Facing Reality
Don is remarkably accepting about his condition. (He puts this down to his background of Presbyterian Calvinism...) Doesn't complain, doesn't go on about all that he has lost, all that he can't do. Yes, there are times of real despair, such as my blog post about a year ago, Psalm 46. And he suffers from depression, which apparently is an intrinsic part of multiple sclerosis, although I am sure that the depression is also a normal consequence of living with the limitations of MS and the frightful future one faces.
But you can take facing reality only so far. And lately, I have been having some very difficult visits with Don, because he wants me to drive him to Griffith in the Riverina, to visit his mother. She is 97 years old, and is in a nursing home, and they tell us she has not been well. Actually she is in better shape than Don in a lot of ways, as she is able for example to get herself to meals independently, with the aid of a walking frame. But now it seems she is deteriorating.
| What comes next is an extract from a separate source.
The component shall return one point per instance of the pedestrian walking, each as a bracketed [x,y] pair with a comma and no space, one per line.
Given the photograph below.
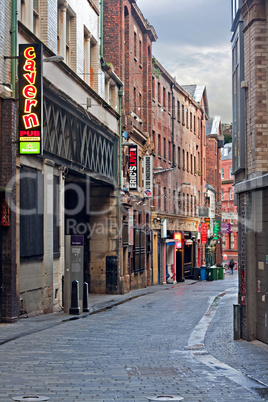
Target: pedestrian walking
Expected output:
[231,266]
At first I just did the usual thing of being rather vague, and expecting by next day it would not be raised again. Don has raised the idea a number of times in the past, but has not persisted. But now he will not drop the idea, and is insistent that we go to Griffith for one last visit to his mother before she dies. And is quite pressing about it, and practical too, wanting me to bring a suitcase so we can pack his things, and working out what time we would need to leave to do the trip in one day, stay one night, and then drive back the next day.
So I said we would need to work it out with our son David to come with us, as I needed someone else to help get Don in and out of the car, wheelchair, bed, etc. And that would probably mean bringing our 4-year-grandson as well, so not to be undertaken at the drop of a hat.
But staff told me it would not be feasible even with someone to help, but we would need to hire a lifter and other equipment at the other end.
Eventually I said to him, Look if we were able to go to Griffith and stay overnight, you would be living at home with me, because it would mean we could manage. So he got a bit cross and said huffily that I was trying to make difficulties, that I just didn't want to go to Griffith. My response was, that in fact I am more concerned about when his mother dies, because it seems unthinkable for us not to go her funeral, but I'm blowed if I know how we could do it.